Pressure applied to the cricoid cartilage to prevent gastric contents from leaking into the pharynx during tracheal intubation by extrinsic obstruction of the oesophagus.
In a series of cadaver experiments Sellick found that when the stomach was filled with water and Cricoid Pressure applied a steep Trendelenburg tilt did not cause regurgitation of fluid into the pharynx.
- B. A. Sellick:
Cricoid pressure to control regurgitation of stomach contents during induction of anaesthesia: preliminary communication.

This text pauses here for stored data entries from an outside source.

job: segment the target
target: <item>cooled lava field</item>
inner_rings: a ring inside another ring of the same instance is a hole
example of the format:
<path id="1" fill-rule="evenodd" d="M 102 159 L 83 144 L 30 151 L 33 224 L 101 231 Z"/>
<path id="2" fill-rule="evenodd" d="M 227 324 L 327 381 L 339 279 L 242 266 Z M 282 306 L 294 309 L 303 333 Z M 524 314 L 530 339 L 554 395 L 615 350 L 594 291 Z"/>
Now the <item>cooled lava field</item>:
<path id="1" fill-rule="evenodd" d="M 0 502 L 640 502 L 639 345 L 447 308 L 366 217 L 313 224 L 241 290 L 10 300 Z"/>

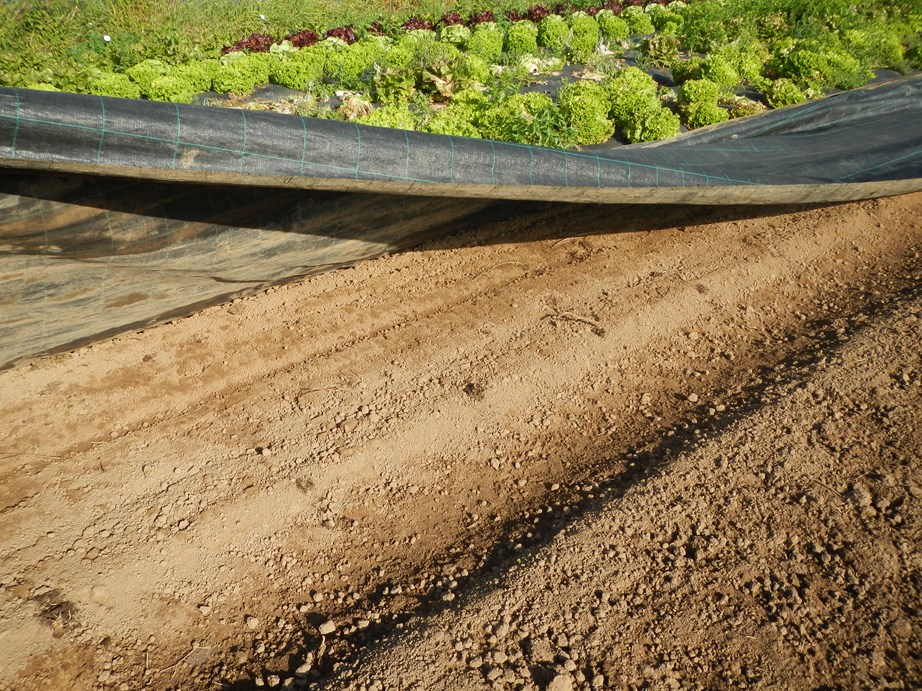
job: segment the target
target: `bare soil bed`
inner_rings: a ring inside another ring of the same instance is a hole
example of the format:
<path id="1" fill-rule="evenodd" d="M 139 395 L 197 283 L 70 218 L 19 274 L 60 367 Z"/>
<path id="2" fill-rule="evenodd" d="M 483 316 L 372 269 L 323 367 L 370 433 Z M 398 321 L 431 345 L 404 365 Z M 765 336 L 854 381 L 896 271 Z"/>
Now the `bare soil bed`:
<path id="1" fill-rule="evenodd" d="M 917 688 L 920 253 L 545 207 L 0 372 L 0 689 Z"/>

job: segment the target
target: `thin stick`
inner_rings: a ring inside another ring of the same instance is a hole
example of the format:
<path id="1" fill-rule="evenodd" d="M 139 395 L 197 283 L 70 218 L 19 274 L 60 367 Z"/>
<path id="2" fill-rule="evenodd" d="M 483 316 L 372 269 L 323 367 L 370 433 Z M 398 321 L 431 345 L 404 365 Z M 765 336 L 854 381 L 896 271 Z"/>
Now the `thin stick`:
<path id="1" fill-rule="evenodd" d="M 5 461 L 7 458 L 18 458 L 19 456 L 37 456 L 38 458 L 53 458 L 56 461 L 61 461 L 64 459 L 63 456 L 49 456 L 44 453 L 33 453 L 32 451 L 24 451 L 22 453 L 11 453 L 6 456 L 0 456 L 0 461 Z"/>
<path id="2" fill-rule="evenodd" d="M 562 238 L 560 240 L 557 240 L 554 244 L 552 244 L 551 247 L 557 247 L 557 245 L 559 245 L 561 242 L 569 242 L 570 240 L 583 240 L 584 238 L 587 238 L 587 237 L 589 236 L 588 235 L 574 235 L 573 237 Z"/>
<path id="3" fill-rule="evenodd" d="M 814 481 L 816 484 L 818 484 L 818 485 L 822 485 L 823 487 L 825 487 L 826 489 L 828 489 L 830 492 L 835 492 L 835 493 L 838 494 L 840 497 L 842 496 L 842 493 L 841 493 L 839 490 L 833 489 L 832 487 L 830 487 L 829 485 L 827 485 L 827 484 L 826 484 L 825 482 L 823 482 L 822 480 L 817 480 L 817 479 L 814 478 L 813 481 Z"/>
<path id="4" fill-rule="evenodd" d="M 485 271 L 481 271 L 479 274 L 474 276 L 474 278 L 480 278 L 481 276 L 486 276 L 488 273 L 490 273 L 494 269 L 498 269 L 501 266 L 523 266 L 524 267 L 525 265 L 522 262 L 500 262 L 499 264 L 494 264 L 493 266 L 491 266 L 489 269 Z"/>
<path id="5" fill-rule="evenodd" d="M 604 336 L 605 329 L 602 328 L 602 325 L 594 319 L 589 317 L 581 317 L 578 314 L 573 314 L 572 312 L 561 312 L 560 314 L 546 314 L 544 315 L 545 319 L 559 319 L 561 321 L 568 322 L 579 322 L 580 324 L 588 324 L 592 327 L 592 333 L 596 336 Z"/>

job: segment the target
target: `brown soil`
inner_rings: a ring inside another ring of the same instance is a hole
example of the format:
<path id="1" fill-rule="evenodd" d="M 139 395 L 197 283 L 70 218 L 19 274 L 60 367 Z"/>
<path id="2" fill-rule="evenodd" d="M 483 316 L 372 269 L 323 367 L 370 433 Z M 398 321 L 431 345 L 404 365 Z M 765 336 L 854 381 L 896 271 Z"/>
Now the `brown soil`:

The Lancet. 1961, 2: 404-406. "When the contents of the stomach or oesophagus gain access to the air-passages during anaesthesia, the consequences are disastrous. In spite of modern anaesthetic techniques or sometimes regrettably because of them, regurgitation is still a considerable hazard during induction of anaesthesia, particularly for operative obstetrics and emergency general surgery." "Cricoid pressure must be exerted by an assistant. Before induction, the cricoid is palpated and lightly held between the thumb and second finger; as anaesthesia begins, pressure is exerted on the cricoid cartilage mainly by the index finger. Even a conscious patient can tolerate moderate pressure without discomfort but as soon as consciousness is lost, firm pressure can be applied without obstruction of the patient's airway. Pressure is maintained until intubation and inflation of the cuff of the endotracheal tube is complete."